Pros: Columnar (reads only needed columns), compressed, predicate pushdown, type-safe Cons: Not human-readable, requires pyarrow/fastparquet

Feather (Arrow IPC)

# Write
df.to_feather('data.feather')

# Read
df = pd.read_feather('data.feather')

# Read (column selection)
df = pd.read_feather('data.feather', columns=['col1', 'col2'])

Pros: Fastest read/write, zero-copy when possible, good for intermediate data Cons: Less compression than Parquet, no predicate pushdown, less widespread

Compression Comparison

Compression Speed Ratio Best For
Snappy Fast Moderate General use, streaming
Zstd Medium Best Archival, cold storage
None Fastest None When I/O is not bottleneck
LZ4 (Feather) Fast Moderate Intermediate pipeline steps

When to Use Each Format

Scenario Best Format
Share with non-technical users CSV
Long-term storage / data lake Parquet (Zstd)
Analytical queries (column subset) Parquet (Snappy)
Intermediate pipeline steps Feather
Streaming / real-time Parquet (Snappy)
Data exchange between tools CSV or Parquet

Section B: Predicate Pushdown

What Is Predicate Pushdown?

Parquet files contain row groups with min/max statistics per column.
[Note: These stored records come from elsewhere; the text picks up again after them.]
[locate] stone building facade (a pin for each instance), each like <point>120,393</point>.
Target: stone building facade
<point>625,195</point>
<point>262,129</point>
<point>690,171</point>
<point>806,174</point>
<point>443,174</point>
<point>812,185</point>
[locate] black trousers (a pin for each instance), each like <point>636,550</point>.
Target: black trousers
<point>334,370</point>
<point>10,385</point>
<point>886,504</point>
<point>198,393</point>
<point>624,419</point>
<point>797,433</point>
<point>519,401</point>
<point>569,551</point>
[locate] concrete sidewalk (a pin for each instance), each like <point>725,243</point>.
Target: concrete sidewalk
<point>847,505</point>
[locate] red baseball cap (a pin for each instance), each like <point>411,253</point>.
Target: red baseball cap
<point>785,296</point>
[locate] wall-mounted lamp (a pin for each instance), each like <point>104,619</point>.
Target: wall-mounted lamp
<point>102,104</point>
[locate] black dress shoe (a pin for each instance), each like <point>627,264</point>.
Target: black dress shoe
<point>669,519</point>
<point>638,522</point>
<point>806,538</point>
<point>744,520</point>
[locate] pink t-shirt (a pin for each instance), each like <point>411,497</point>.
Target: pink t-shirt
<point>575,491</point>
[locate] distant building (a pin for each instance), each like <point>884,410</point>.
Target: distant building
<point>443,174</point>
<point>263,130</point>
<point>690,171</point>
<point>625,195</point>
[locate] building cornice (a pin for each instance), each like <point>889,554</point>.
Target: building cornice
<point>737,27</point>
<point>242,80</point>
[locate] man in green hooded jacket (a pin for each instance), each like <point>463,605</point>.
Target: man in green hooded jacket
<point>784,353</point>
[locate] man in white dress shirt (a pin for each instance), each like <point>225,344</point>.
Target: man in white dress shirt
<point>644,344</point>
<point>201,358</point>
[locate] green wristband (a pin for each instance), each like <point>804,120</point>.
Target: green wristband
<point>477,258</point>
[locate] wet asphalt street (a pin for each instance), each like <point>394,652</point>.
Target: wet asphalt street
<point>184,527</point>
When you filter, PyArrow can skip entire row groups without reading them:

Row Group 1: categoria min='Deportes', max='Hogar'
  → Filter: categoria == 'Electronica'
  → Skip! (Electronica not in range)

Row Group 2: categoria min='Electronica', max='Ropa'
  → Filter: categoria == 'Electronica'
  → Read (might contain matches)

Supported Filter Operators

# Equality
filters=[('col', '==', 'value')]

# Comparison
filters=[('col', '>', 100)]
filters=[('col', '<=', 50)]

# Multiple conditions (AND)
filters=[('col1', '==', 'A'), ('col2', '>', 100)]

# IN operator
filters=[('col', 'in', ['A', 'B', 'C'])]

Section C: Vectorization Patterns

Pattern 1: Simple Arithmetic

# SLOW: Loop
result = []
for i in range(len(df)):
    result.append(df['a'].iloc[i] * 2 + df['b'].iloc[i])

# FAST: Vectorized
result = df['a'] * 2 + df['b']

Pattern 2: Conditional Assignment

# SLOW: Loop with if/else
categories = []
for val in df['age']:
    if val < 18:
        categories.append('child')
    elif val < 65:
        categories.append('adult')
    else:
        categories.append('senior')

# FAST: np.select
conditions = [
    df['age'] < 18,
    df['age'] < 65,
    df['age'] >= 65
]
choices = ['child', 'adult', 'senior']
df['category'] = np.select(conditions, choices, default='unknown')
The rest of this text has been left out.